I don't care if you're a 17 year old girl or an 81 year old man I'm letting you **know** and I won't be nice,

You're going to have to hide that opinion around me **sorry**,

Because if I hear or see you publicly support this policy that takes my fucking rights away for not getting this forced vaccine,

I'm going *Jorge Masvidal* on your ass.

ᕦ(⊙෴⊙)ᕤ

I will SHAKE your little sheltered world,

I will MAKE SURE you fucking HEAR what I have to say,

I will OPPOSE you and put you in a position to react to me,

I WILL make you HIGHLY fucking uncomfortable...

Because we've been EXTREMELY fucking nice to you for just about 2 fucking years and now the consensus is we're DONE. The PM wants to push the travel bans into the summer and he thinks it'll fly under the radar.
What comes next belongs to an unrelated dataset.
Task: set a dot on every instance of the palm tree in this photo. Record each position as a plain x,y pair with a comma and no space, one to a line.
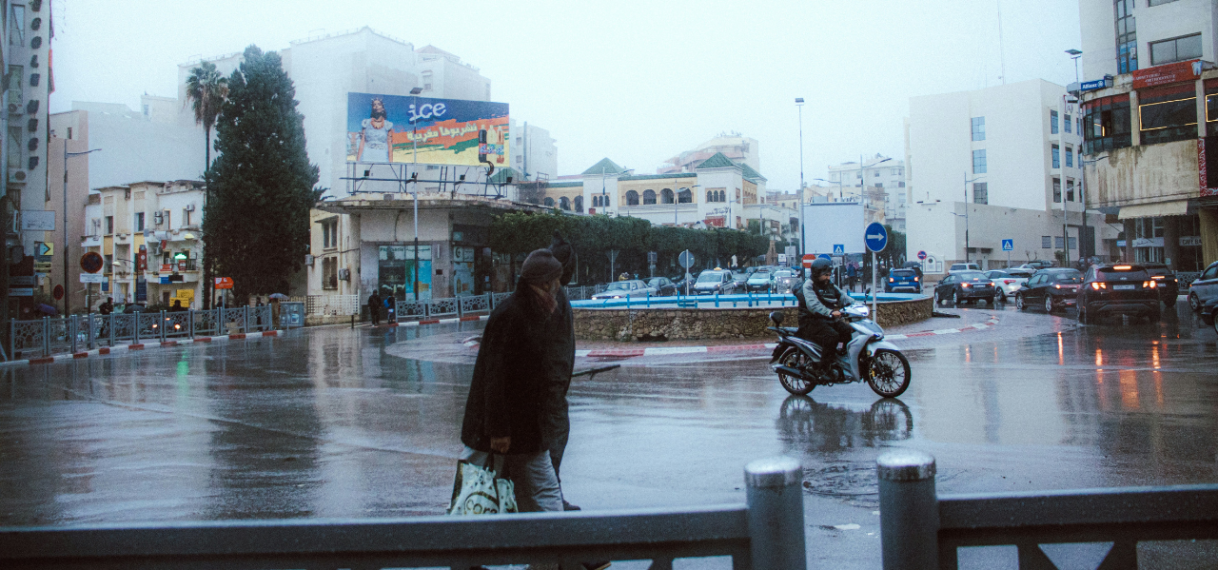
206,89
WELL IT FUCKING WON'T. I'm a patient guy! I waited for the PM to cooperate with us a little longer than I should have. I'll wait a little more, but mark my words if the travel bans go through the summer...

All hell will break loose, and the protests that happened in Niagara last week that held your ass up in traffic for 2 fucking hours and made you piss & cum buckets on Reddit will be *baby cakes* to **what comes next**.

My advice to you mandate supporters...CUT YOUR LOSSES now and stop advocating these policies, it's not worth the push back you double chinned feeble cunts are inevitably going to get.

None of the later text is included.